山崎まゆみ観光ジャーナリスト/跡見学園女子大学兼任講師(観光温泉学)
ひとり温泉の湯治に環境抜群の新玉川温泉露天風呂(写真提供・新玉川温泉)

秋田県・玉川温泉 本気の湯治場も、ひとり気軽に泊まれる新玉川温泉

コロナが蔓延中、免疫力を高めることが大切だと感じ続けたが、そもそも免疫力って、何だろう。

日本人は西洋医学が導入される前から、温泉により免疫力を高めることで身体を整えてきた。

これが「湯治」である。

湯治場と言えば、難病の患者さんがすがる思いで訪ねる秋田県玉川温泉が有名だ。NHKの「ドキュメント72時間」の放送もあったっけ。

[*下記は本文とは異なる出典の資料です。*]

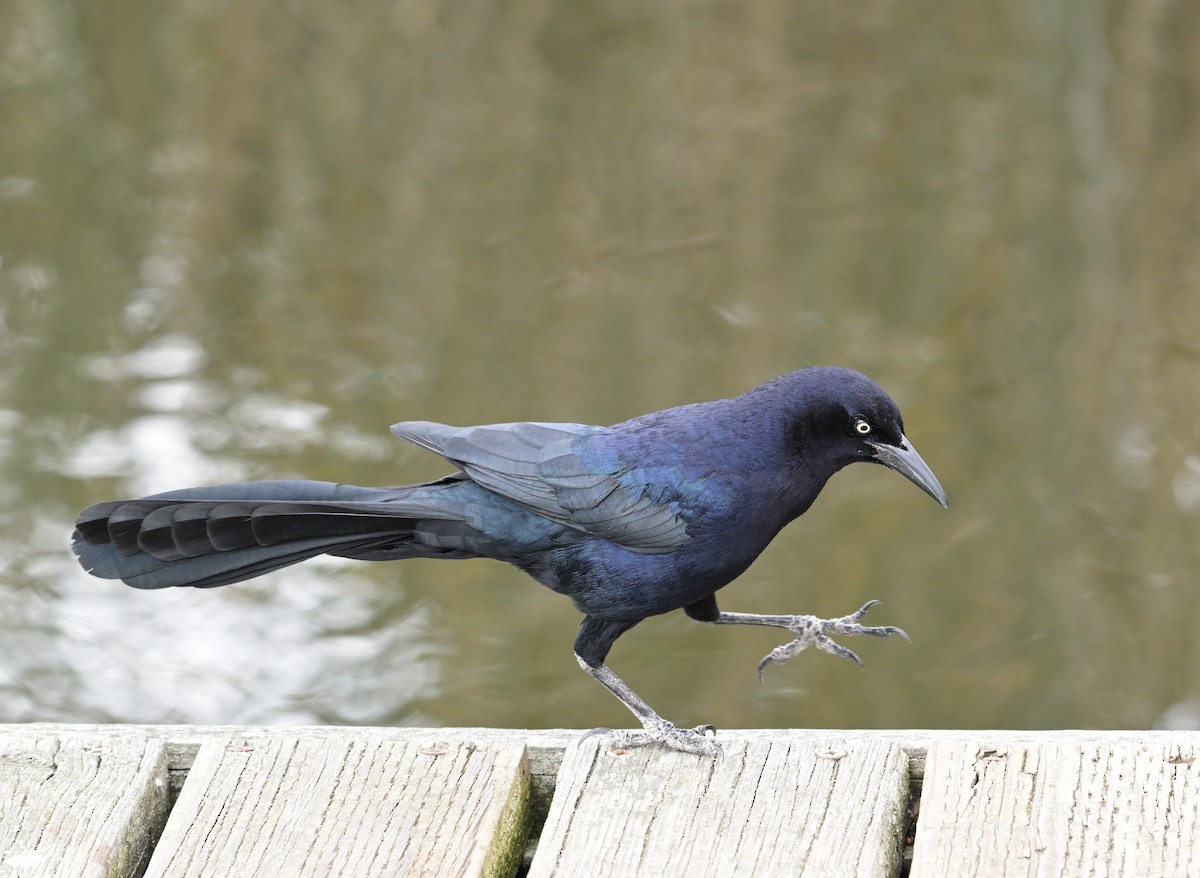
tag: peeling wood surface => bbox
[911,741,1200,878]
[0,723,1200,878]
[529,736,908,878]
[0,727,167,878]
[146,735,528,878]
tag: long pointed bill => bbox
[871,435,946,506]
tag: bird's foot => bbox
[758,601,908,680]
[584,716,725,759]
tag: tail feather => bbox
[73,479,469,589]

玉川温泉には今も本格的な湯治スタイルが残っているが、実は気軽にひとりで滞在しやすい新玉川温泉があることをご存知だろうか。

玉川温泉から2キロ離れた森林の中に位置する新玉川温泉は、昔ながらの湯治場を継承する玉川温泉とは雰囲気が異なり、ライトである。 

2018年のリニューアルにより、白木をふんだんに使ったスタイリッシュで広くなったロビー。部屋の壁紙は現代アートを彷彿とさせる色彩で、湯治場のイメージが一新された。アイボリーなど目に優しい色彩が基調とされているのも、おしゃれである。

特筆すべきはひとり部屋が50室もあることだ。

やや狭いが、「籠る」のを目的とするならば、この狭さがジャストフィット。都心のホテルのシングルルームとは異なり、窓の外には緑が溢れており、全く閉塞感がなく、私は心地よかった。

新玉川温泉の「ひとり温泉」部屋。(撮影・筆者)
新玉川温泉の「ひとり温泉」部屋。(撮影・筆者)

「ひとり温泉が市民権を得た」と、繰り返し綴っているが、実のところ「平日は歓迎だが休前日はお断り」「繁忙期はお断り」も少なくない中で、ひとり部屋と命名された客室がこれだけあると、気兼ねしなくていい。いつ行ったっていい。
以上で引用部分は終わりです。